Sending large string via serial

I have an Atmega328 connected to a HC-05 Bluetooth module which acts as a serial device and easily lets you transmit and receive data to and from my computer. Connected to the microcontroller is also an LCD which displays all output received by the bluetooth module.

I have paired my computer with the HC-05 module and I can send strings of data through a serial prompt which is received by the Bluetooth module and displayed onto the LCD.

This is the section of my code that reads the bluetooth module data and displays it through the LCD.

while(BTSerial.available()) {

lcd.print(BTSerial.read());

}

This works great however soon as I send say an 80 character string then only around 64 characters make it to the other side and the rest are not displayed are found through BTSerial. I think this may have something to do with buffer size being 64 bytes but I'm unsure.
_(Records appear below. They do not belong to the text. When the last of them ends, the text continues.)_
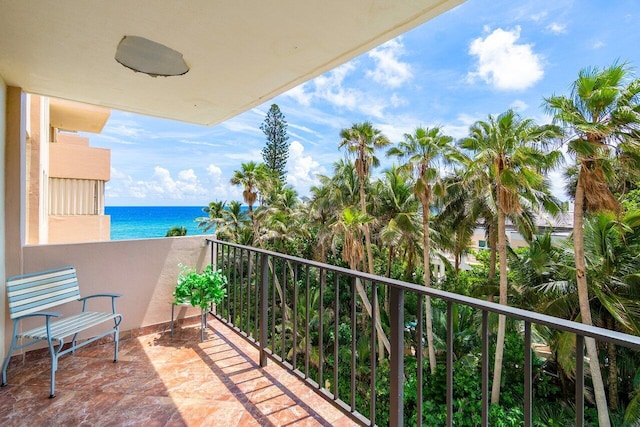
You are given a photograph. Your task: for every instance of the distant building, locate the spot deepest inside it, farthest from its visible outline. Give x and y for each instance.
(65, 177)
(560, 226)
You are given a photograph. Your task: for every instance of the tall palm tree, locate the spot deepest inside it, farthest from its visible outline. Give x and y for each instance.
(352, 226)
(510, 159)
(215, 212)
(611, 247)
(397, 207)
(360, 141)
(423, 153)
(235, 221)
(249, 177)
(601, 118)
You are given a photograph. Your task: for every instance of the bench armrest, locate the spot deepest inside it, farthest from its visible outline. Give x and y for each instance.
(40, 313)
(109, 295)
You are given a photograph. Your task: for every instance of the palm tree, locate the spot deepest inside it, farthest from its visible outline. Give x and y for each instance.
(424, 152)
(361, 141)
(352, 226)
(611, 246)
(215, 212)
(249, 177)
(455, 221)
(510, 160)
(235, 222)
(601, 119)
(396, 206)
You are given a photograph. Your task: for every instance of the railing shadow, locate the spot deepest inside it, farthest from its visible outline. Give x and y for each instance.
(262, 394)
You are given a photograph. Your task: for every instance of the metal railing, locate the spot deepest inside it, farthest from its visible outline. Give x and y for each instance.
(290, 309)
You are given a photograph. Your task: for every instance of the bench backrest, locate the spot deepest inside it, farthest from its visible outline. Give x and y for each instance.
(29, 293)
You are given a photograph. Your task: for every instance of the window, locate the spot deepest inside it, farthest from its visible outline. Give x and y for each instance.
(68, 196)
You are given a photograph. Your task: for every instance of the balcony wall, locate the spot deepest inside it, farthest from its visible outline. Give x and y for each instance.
(144, 271)
(77, 161)
(77, 228)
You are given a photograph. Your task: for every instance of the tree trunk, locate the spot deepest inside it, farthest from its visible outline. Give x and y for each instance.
(585, 310)
(613, 369)
(492, 253)
(427, 284)
(367, 241)
(502, 257)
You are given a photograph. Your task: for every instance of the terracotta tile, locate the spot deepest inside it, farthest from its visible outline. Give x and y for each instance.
(163, 381)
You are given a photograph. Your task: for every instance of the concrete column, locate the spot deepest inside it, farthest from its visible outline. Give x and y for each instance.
(3, 294)
(13, 191)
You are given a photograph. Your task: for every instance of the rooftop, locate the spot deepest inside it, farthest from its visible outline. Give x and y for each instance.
(163, 381)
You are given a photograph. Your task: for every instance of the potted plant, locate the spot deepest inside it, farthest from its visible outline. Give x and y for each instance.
(200, 289)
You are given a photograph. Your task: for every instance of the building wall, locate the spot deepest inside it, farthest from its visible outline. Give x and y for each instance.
(69, 160)
(79, 228)
(143, 271)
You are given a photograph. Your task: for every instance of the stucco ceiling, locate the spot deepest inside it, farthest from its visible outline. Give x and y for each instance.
(239, 53)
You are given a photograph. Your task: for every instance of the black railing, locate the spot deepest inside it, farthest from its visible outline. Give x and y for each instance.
(312, 319)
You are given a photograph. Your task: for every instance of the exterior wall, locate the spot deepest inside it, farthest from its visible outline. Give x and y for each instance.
(77, 161)
(79, 228)
(3, 127)
(143, 271)
(37, 166)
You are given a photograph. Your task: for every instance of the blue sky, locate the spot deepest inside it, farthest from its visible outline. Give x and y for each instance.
(480, 58)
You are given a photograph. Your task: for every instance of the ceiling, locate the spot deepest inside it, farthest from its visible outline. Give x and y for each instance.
(239, 53)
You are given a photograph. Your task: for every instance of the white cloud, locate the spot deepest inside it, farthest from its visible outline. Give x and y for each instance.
(214, 172)
(539, 16)
(557, 28)
(299, 94)
(460, 127)
(302, 170)
(519, 105)
(330, 87)
(161, 185)
(503, 63)
(208, 144)
(398, 101)
(124, 128)
(389, 71)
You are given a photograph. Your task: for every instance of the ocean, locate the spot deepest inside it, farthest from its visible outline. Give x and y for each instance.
(141, 222)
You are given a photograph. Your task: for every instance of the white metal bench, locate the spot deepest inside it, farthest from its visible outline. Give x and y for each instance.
(31, 294)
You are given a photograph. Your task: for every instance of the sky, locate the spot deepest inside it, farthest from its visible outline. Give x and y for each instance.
(482, 57)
The problem is in the rest of your code so POST IT!

Mark

Serial data is send from my computer through the HC-05 Bluetooth module which just acts as a serial device and connection to the computer is initialised and maintained by the module without talking to the Arduino.

I've sent serial data though the Arduino serial prompt and various other serial applications to the Bluetooth module and they all worked fine however I couldn't send large strings e.g. 80 characters

#include <LiquidCrystal.h>
#include <SoftwareSerial.h>

SoftwareSerial BTSerial(7, 8); // RX | TX

//Initialize the library with the numbers of the interface pins
LiquidCrystal lcd(A4, A3, A2, A1, A0, 13);

char dataChar;

void setup() {

//Setup LCD
lcd.begin(20, 4);
lcd.setCursor(0, 0);

//Initialize Beeper
pinMode(9, OUTPUT);

//Set defualt back light
analogWrite(11, 200);

//Setup serial
Serial.begin(9600);
BTSerial.begin(9600);

}

void loop() {

while(BTSerial.available()) {

dataChar = BTSerial.read();

lcd.print(dataChar);

}

}

What happens if you change the line

while(BTSerial.available()) {

to

if (BTSerial.available() > 0) {

...R

It's probably because the Serial input buffer can contain only 64 characters, and you don't extract them fast enough so it overflows. Instead of doing an lcd.print for each character as it arrives, store them in a big array and print that when the transmission is finished.

I think the Serial buffer size is 64 bytes...odd coincidence? Try increasing its size and see what happens.